今回は、空き家を放置することで生じる「窃盗リスク」について詳しく説明します。※本連載は、NPO法人空き家サポートセンター理事長で、行政書士を務める水谷秀志氏の著書、『空き家大国ニッポン』(せせらぎ出版)の中から一部を抜粋し、「空き家」にまつわる諸問題や相続対策について探ります。

住宅に対する侵入窃盗は、1日あたり約126件

窃盗犯が家屋等に侵入して窃盗をした件数は、2003(平成15)年以降減少に転じ、2015(平成27)年には8万6373件、前年比マイナス7.7%と13年連続で減少しています。

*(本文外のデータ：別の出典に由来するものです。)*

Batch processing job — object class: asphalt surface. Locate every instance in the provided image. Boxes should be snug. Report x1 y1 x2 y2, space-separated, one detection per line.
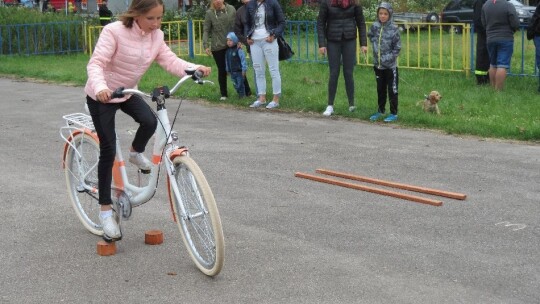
0 79 540 304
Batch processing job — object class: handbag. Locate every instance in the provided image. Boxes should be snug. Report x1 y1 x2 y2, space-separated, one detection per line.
277 36 294 61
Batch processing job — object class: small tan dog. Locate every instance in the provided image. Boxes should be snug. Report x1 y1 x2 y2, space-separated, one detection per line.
416 91 442 115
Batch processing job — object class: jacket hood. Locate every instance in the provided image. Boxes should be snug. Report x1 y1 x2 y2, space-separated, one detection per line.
227 32 238 44
377 2 394 21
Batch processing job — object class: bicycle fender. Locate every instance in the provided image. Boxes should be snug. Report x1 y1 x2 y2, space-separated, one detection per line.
169 147 188 161
62 129 99 169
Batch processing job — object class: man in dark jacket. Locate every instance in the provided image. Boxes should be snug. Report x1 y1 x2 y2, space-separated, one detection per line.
473 0 489 85
317 0 367 116
234 0 253 96
527 2 540 92
482 0 519 91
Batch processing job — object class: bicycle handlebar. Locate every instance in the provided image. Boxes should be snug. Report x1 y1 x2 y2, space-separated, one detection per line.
111 69 214 98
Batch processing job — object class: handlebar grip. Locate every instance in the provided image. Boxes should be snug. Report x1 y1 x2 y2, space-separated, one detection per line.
193 70 204 79
111 87 124 98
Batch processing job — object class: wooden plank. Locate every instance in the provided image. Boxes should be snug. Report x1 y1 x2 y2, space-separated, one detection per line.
294 172 442 207
316 169 467 200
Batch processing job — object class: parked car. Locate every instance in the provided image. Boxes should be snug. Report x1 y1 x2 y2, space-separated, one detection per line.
441 0 536 33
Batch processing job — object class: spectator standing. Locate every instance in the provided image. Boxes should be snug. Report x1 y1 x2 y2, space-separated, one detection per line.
234 0 257 96
99 0 112 26
527 2 540 92
317 0 367 116
245 0 285 109
225 32 247 98
203 0 236 100
481 0 519 91
84 0 210 241
368 2 401 122
473 0 489 85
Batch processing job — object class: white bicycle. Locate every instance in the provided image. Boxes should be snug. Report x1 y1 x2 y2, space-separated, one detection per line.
60 70 225 276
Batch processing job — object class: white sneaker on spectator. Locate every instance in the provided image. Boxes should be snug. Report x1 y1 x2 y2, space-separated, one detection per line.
266 101 279 109
249 99 266 108
323 106 334 116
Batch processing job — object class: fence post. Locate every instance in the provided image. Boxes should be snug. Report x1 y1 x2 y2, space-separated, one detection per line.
188 19 195 58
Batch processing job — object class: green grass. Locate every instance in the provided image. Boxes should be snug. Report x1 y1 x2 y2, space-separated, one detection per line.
0 54 540 143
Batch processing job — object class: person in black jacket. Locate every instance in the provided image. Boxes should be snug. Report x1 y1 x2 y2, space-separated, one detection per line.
317 0 367 116
527 2 540 92
245 0 285 109
99 0 112 26
473 0 489 85
234 0 257 96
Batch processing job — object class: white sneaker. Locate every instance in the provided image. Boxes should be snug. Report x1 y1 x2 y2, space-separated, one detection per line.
129 152 152 171
249 99 266 108
99 215 122 241
323 106 334 116
266 101 279 109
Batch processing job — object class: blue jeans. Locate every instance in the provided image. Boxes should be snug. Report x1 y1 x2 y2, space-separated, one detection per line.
488 40 514 69
250 39 281 95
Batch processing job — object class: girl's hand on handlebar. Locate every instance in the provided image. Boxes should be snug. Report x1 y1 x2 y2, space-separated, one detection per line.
197 65 212 77
96 89 112 103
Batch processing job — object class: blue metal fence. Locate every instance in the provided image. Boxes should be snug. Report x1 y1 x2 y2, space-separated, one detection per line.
0 20 539 76
0 21 85 55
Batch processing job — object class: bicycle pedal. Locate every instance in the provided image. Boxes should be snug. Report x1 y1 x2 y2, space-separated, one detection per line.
101 234 122 244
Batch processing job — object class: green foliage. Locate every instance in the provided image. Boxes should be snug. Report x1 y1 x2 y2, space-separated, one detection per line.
186 5 208 20
0 6 83 25
0 54 540 142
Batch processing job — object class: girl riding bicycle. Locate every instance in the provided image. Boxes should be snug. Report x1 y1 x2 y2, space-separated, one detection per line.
84 0 211 241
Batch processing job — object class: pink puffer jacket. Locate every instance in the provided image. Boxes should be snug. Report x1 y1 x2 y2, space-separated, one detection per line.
84 21 199 102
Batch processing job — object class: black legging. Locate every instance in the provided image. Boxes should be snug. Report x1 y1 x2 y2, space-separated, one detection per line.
86 95 157 205
326 39 356 106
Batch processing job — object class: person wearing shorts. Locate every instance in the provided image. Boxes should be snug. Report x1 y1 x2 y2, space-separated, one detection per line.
481 0 519 91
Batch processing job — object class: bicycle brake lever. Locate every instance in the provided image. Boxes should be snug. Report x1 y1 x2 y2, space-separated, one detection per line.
111 87 124 98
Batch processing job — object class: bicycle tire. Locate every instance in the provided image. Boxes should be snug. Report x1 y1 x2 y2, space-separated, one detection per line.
168 156 225 276
64 133 103 236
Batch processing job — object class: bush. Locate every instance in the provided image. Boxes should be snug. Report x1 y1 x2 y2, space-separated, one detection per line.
0 6 83 25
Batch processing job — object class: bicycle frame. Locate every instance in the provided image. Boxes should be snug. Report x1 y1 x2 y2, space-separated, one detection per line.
60 70 224 276
60 75 206 214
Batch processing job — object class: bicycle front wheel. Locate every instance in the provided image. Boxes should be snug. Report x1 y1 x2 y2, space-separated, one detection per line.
169 156 225 276
64 133 103 235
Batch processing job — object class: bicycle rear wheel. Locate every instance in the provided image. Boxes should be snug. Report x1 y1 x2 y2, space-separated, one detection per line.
64 133 103 235
169 156 225 276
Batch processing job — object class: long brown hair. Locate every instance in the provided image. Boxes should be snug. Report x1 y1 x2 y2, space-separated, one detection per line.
119 0 165 28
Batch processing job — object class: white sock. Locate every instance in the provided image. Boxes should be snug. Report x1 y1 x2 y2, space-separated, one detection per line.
99 209 112 219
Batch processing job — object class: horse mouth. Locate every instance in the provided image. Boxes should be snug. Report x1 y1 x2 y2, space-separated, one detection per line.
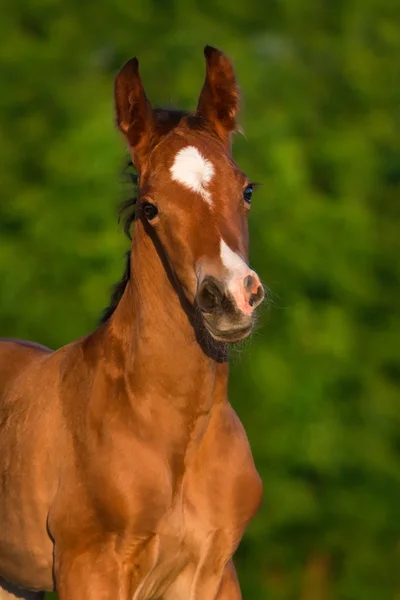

また、このうち住宅を対象とした侵入窃盗も2004(平成16)年以降減少しており、2015(平成27)年は4万6091件と前年比マイナス4.2%と、同じく減少をしています。

 

[図表]侵入窃盗の認知件数の推移

出典:警察庁
出典:警察庁

 

しかしながら、1日あたり約126件もの住宅に対する侵入窃盗が発生しており、まだ多くの住宅が被害にあって治安を脅かされています。

泥棒にとっては捕まるリスクが低い「空き家窃盗」

これから心配になってくるのが、人の目が届かない無防備な空き家への窃盗事案ではないでしょうか。

 

一人暮らしをしていた人が老人ホームなどの施設へ入所したり、不幸にして亡くなった場合には、その人が生活で使用していた電化製品、家具類、洋服などがそのまま残ってしまい窃盗犯の格好の餌食となってしまいます。

 

家族や親せきの人が近所で住んでいる場合には何かと後片付けなどの管理もできますが、近所にいない場合には、いくら門扉や玄関の戸締りをしっかりしていたとしても、無人になった空き家に窃盗犯は容易に侵入してしまいます。

 

住人の居なくなった空き家には、簡単に盗むことができ、価値の高い置物や美術骨董品、ときには現金や貴金属類などが残されており、新聞報道によれば、九州で古い空き家を狙って忍び込み、刀剣や骨董品を専門に盗難していたグループが逮捕されていました。

 

窃盗被害にあって、空き家から何か物がなくなっていても、盗まれたことに気づかないこともあり、泥棒にとっては捕まるリスクが減ることになってしまいます。

 

2014(平成26)年に警察庁が発表した統計資料によると、犯人が「窓」から侵入したとされる空き巣被害は63.6%となり、次いで「出入り口」が36.4%となっていることから、まず窓の防犯対策を見直すことが大切になります。

 

防犯関連の資料を見てみると、空き巣犯が窓からの侵入に5分以上かかった場合、8割近くは犯行を諦めるという結果が出ています。したがって、空き巣犯の侵入時間を長引かせるように、窓に補助錠などを取り付けて防犯対策を強化することが有効になります。

 

また、「空き家巡回サービス」と呼ばれるサービスもありますが、原則として空き家に荷物や貴重品を置かないことです。